Use `matryca service uninstall` to remove the plist or unit. Set `MATRYCA_DEBUG=true` only when debugging MCP log bridging (disables privacy masking in client-visible logs).

---

## Safe testing on a copy of your graph

Because Matryca reads and writes **the same folder** pointed to by `LOGSEQ_GRAPH_PATH`, always point agents at a **dedicated test graph** before experimenting:

1. **Clone the graph.** Copy your real Logseq folder to a dedicated location (for example `Logseq_Matryca_Test`). Use a full copy, not a symlink.
2. **Set the path.** In `.env` or your MCP host `env` block, set `LOGSEQ_GRAPH_PATH` to that copy’s absolute path.
3. **Optional rollback.** With `MATRYCA_GIT_SNAPSHOT_ON_WRITE=true`, selected writes also create a local **git commit** on the test graph so you can revert experiments.

<details>
<summary><b>🛠️ Using Logseq Sync? Click here if Logseq refuses to open the test folder.</b></summary>
<br>
If you use Logseq Sync, the app tracks graphs by hidden UUIDs, not folder paths. A direct copy-paste will cause a UUID clash.
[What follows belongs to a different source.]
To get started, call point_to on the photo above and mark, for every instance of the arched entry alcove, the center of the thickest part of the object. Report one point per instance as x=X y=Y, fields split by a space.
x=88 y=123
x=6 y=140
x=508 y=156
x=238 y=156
Do a <b>Clean Transplant</b> instead:
<ol>
  <li>Create a brand new, empty folder (e.g., <code>Logseq_Matryca_Test</code>).</li>
  <li>Open Logseq, click "Add new graph", and select this empty folder to initialize a clean state.</li>
  <li>Close Logseq completely.</li>
  <li>Copy <b>ONLY</b> the <code>pages/</code>, <code>journals/</code>, and <code>assets/</code> folders from your real graph into the test folder. (Do NOT copy the <code>logseq/</code> folder or hidden git files).</li>
  <li>Reopen Logseq and click <b>Re-index</b>.</li>
</ol>
</details>

---

## Quickstart (clone and develop)

### Prerequisites

- **Python 3.12+**
- **[uv](https://docs.astral.sh/uv/)**
- A **Logseq OG** graph on disk (the directory containing `pages/`)

### Install

```bash
git clone https://github.com/MarcoPorcellato/matryca-logseq-llm-wiki.git
cd matryca-logseq-llm-wiki
make install
```

### Environment

Copy **`.env.example`** to **`.env`** and set at minimum:

| Variable | Role |
|----------|------|
| `LOGSEQ_GRAPH_PATH` | **Required.** Absolute graph root (directory containing `pages/`) |
| `MATRYCA_L1_PATH` | Optional: file or directory of small Markdown “L1” session rules |
| `MATRYCA_WIKI_CONFIG` | Optional: path to `matryca-wiki.yml` (else `$LOGSEQ_GRAPH_PATH/matryca-wiki.yml`) |
| `MATRYCA_GIT_SNAPSHOT_ON_WRITE` | `true` or `false` — opt-in automatic **`git add -A` + `git commit`** before selected writes when the graph is a git checkout |
| `MATRYCA_DEBUG` | `true` — disable privacy masking in MCP client-visible log bridge (default: censored) |

Optional graph orchestration: copy [`matryca-wiki.example.yml`](matryca-wiki.example.yml) to your graph as **`matryca-wiki.yml`** for namespaces, template subdirectory, wiki lint prefix, and dashboard title.

### Verify

```bash
make check
```

Runs Ruff (format + lint), **strict Mypy** on `src/` and `tests/`, and **pytest** (**162** strict passing tests). The same bar is enforced on **`main`** in [`.github/workflows/ci.yml`](.github/workflows/ci.yml).

---

## Documentation map

| Document | Audience |
|----------|----------|
| [`SYSTEM_PROMPT.md`](SYSTEM_PROMPT.md) | Agent operators — outline discipline, Search → Scan → Update, dry-run-first mutators |
| [`docs/ARCHITECTURE.md`](docs/ARCHITECTURE.md) | Engineers — headless CRUD plane, Ironclad data plane, phase history |
| [`CONTRIBUTING.md`](CONTRIBUTING.md) | Contributors — `uv`, `make check`, MCP testing notes |
| [`CODE_OF_CONDUCT.md`](CODE_OF_CONDUCT.md) | Community standards (Contributor Covenant 2.1) |
| [`SECURITY.md`](SECURITY.md) | Private reporting via GitHub Security Advisories |

---

## License

Apache-2.0 — see [LICENSE](LICENSE).